Pero les decía al principio que la noticia tenía, o debería tener, un interés especial para los españoles. Al menos para los que siguen creyendo en la democracia liberal y sus virtudes. Desde hace cinco años y medio, y con creciente intensidad desde las últimas elecciones legislativas, España está viviendo un forcejeo semejante al vivido en el último año en Israel entre los poderes ejecutivo y legislativo de un lado, y el judicial del otro. El acuerdo multiforme que ha permitido a Pedro Sánchez perpetuarse en el poder prevé, entre otras muchas cesiones a las fuerzas independentistas y muy en primerísimo lugar, la concesión de una amnistía que reduciría al olvido los delitos cometidos por quienes participaron en 2017 en el golpe fallido del Gobierno de la Generalidad presidido por Carles Puigdemont y en las secuelas de años sucesivos. Para ello, Sánchez y los suyos necesitan que la tramitación del proyecto de ley de amnistía que ha registrado el PSOE en el Congreso de los Diputados reúna los sufragios necesarios. Si así fuera, a la mayoría formada en Israel por la derecha, la extrema derecha y los partidos ultraortodoxos le correspondería en España la integrada por la izquierda, la extrema izquierda y los nacionalismos de toda clase y condición. Con todo, de prosperar la iniciativa, lo que parece factible, Sánchez debería aún sortear el escollo del poder judicial, algo mucho más espinoso pese a la probada eficacia de los trapicheos que han caracterizado durante el último lustro los nombramientos del Gobierno –asistido por su largo brazo legislativo– en este ámbito. Ah, y para redondear el paralelismo entre ambos países, también en este margen del Mediterráneo hemos tenido en los últimos meses frecuentes y multitudinarias movilizaciones para denunciar lo que millones de ciudadanos ven como un atropello intolerable a sus derechos.

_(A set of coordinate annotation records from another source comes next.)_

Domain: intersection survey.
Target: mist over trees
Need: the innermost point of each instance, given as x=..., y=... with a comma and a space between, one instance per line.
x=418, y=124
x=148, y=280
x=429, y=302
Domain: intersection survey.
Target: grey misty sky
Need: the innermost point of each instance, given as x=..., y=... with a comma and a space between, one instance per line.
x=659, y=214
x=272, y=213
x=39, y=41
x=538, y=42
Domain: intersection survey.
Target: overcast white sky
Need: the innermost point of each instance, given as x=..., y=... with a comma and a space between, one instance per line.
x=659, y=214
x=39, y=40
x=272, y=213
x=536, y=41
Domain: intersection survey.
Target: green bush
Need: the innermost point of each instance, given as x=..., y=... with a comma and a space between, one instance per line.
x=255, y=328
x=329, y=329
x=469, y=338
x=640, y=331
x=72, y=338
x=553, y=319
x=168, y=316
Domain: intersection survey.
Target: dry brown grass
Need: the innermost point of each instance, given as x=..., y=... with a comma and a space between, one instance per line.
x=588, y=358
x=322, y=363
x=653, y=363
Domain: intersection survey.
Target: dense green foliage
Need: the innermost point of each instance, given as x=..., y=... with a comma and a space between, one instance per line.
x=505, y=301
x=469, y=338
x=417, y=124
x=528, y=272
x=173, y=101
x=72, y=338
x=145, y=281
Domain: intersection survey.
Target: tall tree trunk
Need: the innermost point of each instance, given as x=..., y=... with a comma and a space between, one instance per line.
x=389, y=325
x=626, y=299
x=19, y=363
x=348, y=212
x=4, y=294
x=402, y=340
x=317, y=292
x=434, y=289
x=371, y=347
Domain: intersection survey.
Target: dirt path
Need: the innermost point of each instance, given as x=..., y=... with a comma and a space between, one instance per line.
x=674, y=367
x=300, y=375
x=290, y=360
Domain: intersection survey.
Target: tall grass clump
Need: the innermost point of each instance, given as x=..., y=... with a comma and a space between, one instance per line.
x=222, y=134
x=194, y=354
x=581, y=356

Sea como sea, lo nuestro se encuentra aún pendiente de desenlace. Pero lo ocurrido en Israel, con una resolución tomada por el Tribunal Supremo en pleno conflicto bélico pese a las presiones del propio Ejecutivo de Netanyahu para que la sentencia se demorara hasta que la guerra hubiera finalizado, debería servir de lección a esa izquierda española que se comporta en relación con el poder judicial con un menosprecio cuasi delictivo al tiempo que se permite tildar –incluso por parte de ministros del Gobierno– al Estado de Israel de genocida por perseguir en legítima defensa a los causantes de una de las agresiones terroristas más bárbaras que se recuerdan.
Acerca del creciente antisemitismo de izquierda que se da en Francia, decía el escritor Michel Houellebecq en una entrevista concedida al Corriere della Sera y reproducida por El Mundo que se perdonan “las violaciones cometidas contra mujeres israelíes por el origen de los violadores”. Seguro que de haber conocido el que sufrimos por estos pagos habría llegado a conclusiones parecidas. Y quién sabe si no hubiera llevado su asombro mucho más allá al reparar en la conducta en Oriente Próximo del presidente Sánchez, que lo fue hasta hace cuatro días de la mismísima Unión Europea.